Toss Next ML Challenge - Ad (opens in new tab)
Toss recently hosted the "Toss Next ML Challenge," a large-scale competition focused on predicting advertisement Click-Through Rates (CTR) using real-world, anonymized data from the Toss app. By tasking over 2,600 participants with developing high-performance models under real-time serving constraints, the event successfully identified innovative technical approaches to feature engineering and model ensembling.
Designing a Real-World CTR Prediction Task
- The competition required participants to predict the probability of a user clicking a display ad based on a dataset of 10.7 million training samples.
- Data included anonymized features such as age, gender, ad inventory IDs, and historical user behavior.
- A primary technical requirement was "real-time navigability," meaning models had to be optimized for fast inference to function within a live service environment.
Overcoming Anonymization with Sequence Engineering
- To maintain data privacy while allowing external access, Toss provided anonymized features in a single flattened table, which limited the ability of participants to perform traditional data joins.
- A complex, raw "Sequence" feature was intentionally left unprocessed to serve as a differentiator for high-performing teams.
- Top-tier participants demonstrated extreme persistence by deriving up to 37 unique variables from this single sequence, including transition probabilities, unique token counts, and sequence lengths.
Winning Strategies and Technical Trends
- All of the top 30 teams utilized Boosting Tree-based models (such as XGBoost or LightGBM), while Deep Learning was used only by a subset of participants.

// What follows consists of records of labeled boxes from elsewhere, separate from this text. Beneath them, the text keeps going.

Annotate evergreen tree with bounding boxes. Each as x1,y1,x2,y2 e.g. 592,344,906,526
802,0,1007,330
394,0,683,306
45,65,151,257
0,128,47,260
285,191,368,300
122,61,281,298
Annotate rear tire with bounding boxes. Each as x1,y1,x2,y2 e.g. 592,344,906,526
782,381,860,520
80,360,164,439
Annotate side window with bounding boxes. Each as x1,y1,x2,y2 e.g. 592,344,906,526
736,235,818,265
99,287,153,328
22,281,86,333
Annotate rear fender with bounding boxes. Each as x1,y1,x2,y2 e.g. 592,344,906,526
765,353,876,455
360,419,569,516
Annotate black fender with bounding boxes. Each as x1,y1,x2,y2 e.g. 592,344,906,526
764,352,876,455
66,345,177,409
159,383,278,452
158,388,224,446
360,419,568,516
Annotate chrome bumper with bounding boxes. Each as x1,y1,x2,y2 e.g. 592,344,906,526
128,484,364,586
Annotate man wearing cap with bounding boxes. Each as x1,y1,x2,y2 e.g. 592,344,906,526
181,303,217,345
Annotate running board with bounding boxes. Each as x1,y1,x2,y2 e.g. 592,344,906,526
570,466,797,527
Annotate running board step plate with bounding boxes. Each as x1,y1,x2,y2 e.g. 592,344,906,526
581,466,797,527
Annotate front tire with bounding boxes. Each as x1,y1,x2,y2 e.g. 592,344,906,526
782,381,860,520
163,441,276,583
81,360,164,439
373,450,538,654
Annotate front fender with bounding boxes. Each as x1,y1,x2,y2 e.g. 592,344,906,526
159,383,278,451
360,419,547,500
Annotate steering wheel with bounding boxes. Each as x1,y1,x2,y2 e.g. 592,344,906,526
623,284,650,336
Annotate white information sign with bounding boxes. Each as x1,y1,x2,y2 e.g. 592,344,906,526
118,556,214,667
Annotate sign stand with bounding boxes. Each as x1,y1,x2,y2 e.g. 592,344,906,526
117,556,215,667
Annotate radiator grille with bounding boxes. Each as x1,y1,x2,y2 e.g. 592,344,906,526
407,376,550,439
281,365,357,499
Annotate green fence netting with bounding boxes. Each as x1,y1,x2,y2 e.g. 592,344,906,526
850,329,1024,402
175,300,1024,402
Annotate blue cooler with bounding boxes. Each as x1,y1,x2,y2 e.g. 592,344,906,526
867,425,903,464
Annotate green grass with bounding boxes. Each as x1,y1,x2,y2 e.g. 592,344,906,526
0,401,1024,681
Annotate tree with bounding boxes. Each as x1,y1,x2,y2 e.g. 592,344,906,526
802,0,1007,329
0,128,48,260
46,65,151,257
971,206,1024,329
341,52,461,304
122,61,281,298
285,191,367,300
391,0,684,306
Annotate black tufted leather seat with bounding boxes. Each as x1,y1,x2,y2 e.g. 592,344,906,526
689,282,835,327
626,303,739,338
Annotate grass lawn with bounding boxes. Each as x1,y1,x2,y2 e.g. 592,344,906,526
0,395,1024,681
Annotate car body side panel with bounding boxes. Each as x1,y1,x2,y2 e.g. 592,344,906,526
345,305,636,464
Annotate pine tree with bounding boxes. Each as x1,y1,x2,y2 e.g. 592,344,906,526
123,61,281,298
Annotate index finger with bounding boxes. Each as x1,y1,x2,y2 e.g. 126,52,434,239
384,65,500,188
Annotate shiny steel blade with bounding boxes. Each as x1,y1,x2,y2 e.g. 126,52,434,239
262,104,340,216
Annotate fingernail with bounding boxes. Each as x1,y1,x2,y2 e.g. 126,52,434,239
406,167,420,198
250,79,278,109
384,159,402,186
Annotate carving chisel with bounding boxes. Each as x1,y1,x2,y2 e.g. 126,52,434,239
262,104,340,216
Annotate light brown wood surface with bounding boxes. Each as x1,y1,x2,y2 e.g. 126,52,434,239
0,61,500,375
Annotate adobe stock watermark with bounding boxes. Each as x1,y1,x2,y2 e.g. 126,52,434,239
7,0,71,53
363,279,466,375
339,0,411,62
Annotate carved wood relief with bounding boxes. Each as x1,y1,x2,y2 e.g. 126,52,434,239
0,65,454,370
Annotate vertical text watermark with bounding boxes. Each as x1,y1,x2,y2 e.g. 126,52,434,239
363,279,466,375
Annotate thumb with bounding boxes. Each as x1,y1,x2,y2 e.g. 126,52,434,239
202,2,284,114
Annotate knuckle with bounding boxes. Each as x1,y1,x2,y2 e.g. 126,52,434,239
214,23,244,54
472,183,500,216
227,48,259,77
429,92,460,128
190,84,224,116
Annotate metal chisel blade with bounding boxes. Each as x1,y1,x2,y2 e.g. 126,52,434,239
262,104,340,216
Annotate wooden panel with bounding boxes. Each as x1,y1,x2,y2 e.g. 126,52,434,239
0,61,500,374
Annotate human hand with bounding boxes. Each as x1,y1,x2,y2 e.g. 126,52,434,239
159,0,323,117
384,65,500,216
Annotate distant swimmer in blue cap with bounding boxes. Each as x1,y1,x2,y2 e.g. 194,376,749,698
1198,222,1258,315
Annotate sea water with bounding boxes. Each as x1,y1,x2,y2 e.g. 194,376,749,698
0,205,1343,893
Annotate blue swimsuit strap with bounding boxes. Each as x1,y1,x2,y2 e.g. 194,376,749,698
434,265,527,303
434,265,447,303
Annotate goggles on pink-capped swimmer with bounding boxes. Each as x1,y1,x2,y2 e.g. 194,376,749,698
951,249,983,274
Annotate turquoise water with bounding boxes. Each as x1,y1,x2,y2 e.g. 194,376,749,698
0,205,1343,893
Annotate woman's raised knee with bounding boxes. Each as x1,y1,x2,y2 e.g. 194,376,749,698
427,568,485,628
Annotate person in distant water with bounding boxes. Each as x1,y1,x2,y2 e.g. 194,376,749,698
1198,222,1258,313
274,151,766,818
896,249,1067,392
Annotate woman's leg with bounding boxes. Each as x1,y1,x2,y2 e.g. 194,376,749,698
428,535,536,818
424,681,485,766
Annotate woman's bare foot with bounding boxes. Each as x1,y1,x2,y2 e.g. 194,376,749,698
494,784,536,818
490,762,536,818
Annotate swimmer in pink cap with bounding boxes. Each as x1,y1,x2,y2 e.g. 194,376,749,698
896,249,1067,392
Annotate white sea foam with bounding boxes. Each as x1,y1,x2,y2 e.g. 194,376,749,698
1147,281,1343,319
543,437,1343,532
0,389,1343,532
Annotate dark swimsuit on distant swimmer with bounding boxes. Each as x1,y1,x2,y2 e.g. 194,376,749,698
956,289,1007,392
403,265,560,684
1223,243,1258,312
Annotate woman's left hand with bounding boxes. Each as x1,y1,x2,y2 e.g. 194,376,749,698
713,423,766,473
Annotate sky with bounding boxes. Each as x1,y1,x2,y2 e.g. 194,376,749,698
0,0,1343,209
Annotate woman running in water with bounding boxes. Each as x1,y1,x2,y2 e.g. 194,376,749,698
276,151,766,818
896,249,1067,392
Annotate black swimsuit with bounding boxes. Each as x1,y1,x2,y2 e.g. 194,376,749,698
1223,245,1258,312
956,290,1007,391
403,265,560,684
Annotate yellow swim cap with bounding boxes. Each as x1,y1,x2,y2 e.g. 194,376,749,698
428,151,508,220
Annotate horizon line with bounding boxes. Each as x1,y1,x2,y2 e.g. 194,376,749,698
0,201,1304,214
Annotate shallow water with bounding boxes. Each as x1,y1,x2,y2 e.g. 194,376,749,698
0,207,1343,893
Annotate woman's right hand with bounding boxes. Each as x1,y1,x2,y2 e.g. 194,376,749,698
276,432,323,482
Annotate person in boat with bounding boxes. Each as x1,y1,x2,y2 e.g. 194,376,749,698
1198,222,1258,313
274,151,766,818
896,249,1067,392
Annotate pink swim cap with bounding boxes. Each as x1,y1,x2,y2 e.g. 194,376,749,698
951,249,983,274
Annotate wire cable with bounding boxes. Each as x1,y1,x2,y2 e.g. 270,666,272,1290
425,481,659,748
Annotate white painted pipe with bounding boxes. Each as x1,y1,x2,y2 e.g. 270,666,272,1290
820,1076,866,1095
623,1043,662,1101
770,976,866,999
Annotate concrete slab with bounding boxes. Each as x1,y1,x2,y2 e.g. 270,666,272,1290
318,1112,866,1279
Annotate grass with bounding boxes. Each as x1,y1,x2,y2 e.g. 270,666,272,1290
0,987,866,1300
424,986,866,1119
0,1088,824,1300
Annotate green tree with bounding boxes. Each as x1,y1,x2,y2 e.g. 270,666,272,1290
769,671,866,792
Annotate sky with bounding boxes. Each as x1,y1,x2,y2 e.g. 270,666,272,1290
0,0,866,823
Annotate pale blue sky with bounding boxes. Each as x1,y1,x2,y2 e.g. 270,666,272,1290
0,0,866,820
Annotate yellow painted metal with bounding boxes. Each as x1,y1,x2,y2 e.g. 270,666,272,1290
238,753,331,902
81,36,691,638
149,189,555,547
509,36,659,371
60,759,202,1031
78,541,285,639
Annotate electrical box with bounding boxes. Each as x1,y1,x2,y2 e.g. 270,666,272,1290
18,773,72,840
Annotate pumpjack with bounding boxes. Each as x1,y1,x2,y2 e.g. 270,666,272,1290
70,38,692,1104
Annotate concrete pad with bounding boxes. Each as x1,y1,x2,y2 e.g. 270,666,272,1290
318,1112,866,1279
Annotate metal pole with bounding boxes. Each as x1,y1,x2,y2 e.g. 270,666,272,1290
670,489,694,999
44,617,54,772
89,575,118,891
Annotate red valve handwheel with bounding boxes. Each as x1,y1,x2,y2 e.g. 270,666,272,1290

- One standout solution utilized a massive ensemble of 260 different models, providing a fresh perspective on the limits of ensemble learning for predictive accuracy.
- Performance was largely driven by the ability to extract meaningful signals from anonymized data through rigorous cross-validation and creative feature interactions.
The results of the Toss Next ML Challenge suggest that even in the absence of domain-specific context due to anonymization, meticulous feature engineering and robust tree-based architectures remains the gold standard for tabular data. For ML engineers, the competition underscores that the key to production-ready models lies in balancing complex ensembling with the strict latency requirements of real-time serving.